The flaw, was initially found in Heimdal, an open-source implementation of Kerberos just three months ago. However, it is prevalent in other implementations including those from Microsoft.
Tracked as CVE-2017-11103, and dubbed Orpheus’ Lyre (by Jeffrey Altman, Viktor Dukhovni and Nicolas Williams), The issue could result in a remote privilege escalation and credential theft, and can trigger it to access the target network.
The issue is related to the way Kerberos handles authentication messages, Dukhovni discovered that flawed implementations of Kerberos fetched metadata from unprotected key distribution centre (KDC) tickets rather than encrypted KDC responses which he classed as a logic error.
Patches were issued last week by Microsoft and several Linux vendors, which of course needs to be taken up now; a sound security patching policy should be in place to ensure business systems are left vulnerable for as little time as possible.

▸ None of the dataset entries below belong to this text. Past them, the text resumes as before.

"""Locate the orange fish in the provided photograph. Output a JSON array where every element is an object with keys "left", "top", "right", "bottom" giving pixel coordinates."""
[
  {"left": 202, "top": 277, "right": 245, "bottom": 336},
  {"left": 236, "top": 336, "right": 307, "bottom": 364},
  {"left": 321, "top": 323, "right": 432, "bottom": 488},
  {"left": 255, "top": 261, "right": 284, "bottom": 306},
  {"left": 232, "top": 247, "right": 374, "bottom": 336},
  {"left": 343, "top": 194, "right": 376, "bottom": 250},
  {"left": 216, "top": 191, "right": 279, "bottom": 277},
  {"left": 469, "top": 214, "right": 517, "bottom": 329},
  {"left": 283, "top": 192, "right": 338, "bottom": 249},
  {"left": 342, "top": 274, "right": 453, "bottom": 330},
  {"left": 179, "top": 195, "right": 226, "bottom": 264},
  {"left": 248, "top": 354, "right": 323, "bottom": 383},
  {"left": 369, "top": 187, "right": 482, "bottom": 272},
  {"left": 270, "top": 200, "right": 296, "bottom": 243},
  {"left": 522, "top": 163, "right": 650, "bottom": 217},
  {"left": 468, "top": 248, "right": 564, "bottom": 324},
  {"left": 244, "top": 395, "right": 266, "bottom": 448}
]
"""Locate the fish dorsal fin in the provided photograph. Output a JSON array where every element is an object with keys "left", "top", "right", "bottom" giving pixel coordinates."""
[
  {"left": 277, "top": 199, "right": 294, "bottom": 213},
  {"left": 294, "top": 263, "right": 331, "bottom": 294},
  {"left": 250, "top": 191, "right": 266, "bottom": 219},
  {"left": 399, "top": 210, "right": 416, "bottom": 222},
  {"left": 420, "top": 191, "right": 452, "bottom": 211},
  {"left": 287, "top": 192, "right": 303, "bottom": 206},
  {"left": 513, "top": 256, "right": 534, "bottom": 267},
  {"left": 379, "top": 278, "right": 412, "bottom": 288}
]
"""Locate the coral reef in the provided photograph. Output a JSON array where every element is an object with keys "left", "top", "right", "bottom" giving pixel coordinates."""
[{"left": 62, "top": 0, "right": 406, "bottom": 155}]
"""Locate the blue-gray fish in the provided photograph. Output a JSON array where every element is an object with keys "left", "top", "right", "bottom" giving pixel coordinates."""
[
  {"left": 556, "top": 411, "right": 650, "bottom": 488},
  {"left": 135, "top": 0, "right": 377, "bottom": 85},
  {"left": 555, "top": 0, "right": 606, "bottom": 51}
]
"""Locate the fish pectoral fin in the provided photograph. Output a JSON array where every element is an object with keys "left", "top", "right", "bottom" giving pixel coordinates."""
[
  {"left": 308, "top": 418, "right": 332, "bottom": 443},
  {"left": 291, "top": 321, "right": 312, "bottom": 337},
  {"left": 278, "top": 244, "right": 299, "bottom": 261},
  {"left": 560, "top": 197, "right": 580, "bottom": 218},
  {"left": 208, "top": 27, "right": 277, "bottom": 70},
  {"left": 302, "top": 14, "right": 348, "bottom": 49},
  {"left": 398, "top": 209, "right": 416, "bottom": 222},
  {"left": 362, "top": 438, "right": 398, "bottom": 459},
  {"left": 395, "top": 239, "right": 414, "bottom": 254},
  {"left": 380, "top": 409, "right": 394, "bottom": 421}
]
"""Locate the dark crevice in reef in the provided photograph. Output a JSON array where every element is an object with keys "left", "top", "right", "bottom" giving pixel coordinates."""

Dukhovni being relevantly new to Kerberos was a factor in the discovery of this vulnerability according to Altman; He went on to suggest that junior developers, because of their greater inquisitiveness, would be more likely to find bugs like this, He also noted that awareness of their lack of seniority might make them reluctant to speak up.
Altman in an interview with The Register said “As far as we know there are no exploits in the wild. But it certainly is exploitable and we consider it to be very serious.” Altman said every Kerberos implementation needs to be checked for this issue. While efforts have been made to notify companies like Microsoft that rely on Kerberos, not every vendor can be expected to have fixed the vulnerability.
“Given how broadly Kerberos has been deployed over the last almost 30 years, it clearly is in a wide ecosystem with a lot of different vendors,” he said, adding that some affected code may never be fixed because the vendors no longer exist.
The Orpheus’ Lyre bug arose independently in multiple different Kerberos 5 implementations, including one by KTH Royal Institute of Technology in Sweden (Heimdal) and one by Microsoft.
“The frightening part about this bug is it wasn’t a bug in one or two implementations, it had been implemented over and over again,” said Altman.
Altman’s comment about the greater inquisitiveness of junior developers being more likely to find such bugs, in part echoes what I have observed and contributed to in IT Helpdesks and Technical Support Team settings. Sometimes a non-expert on a given technology contributes to solving even the most foxing of problems more swiftly as a result of not knowing the product or system as well as their fellow colleagues tasked with said case. Often by asking the rudimentary questions or exploring ‘glossed over’ troubleshooting avenues.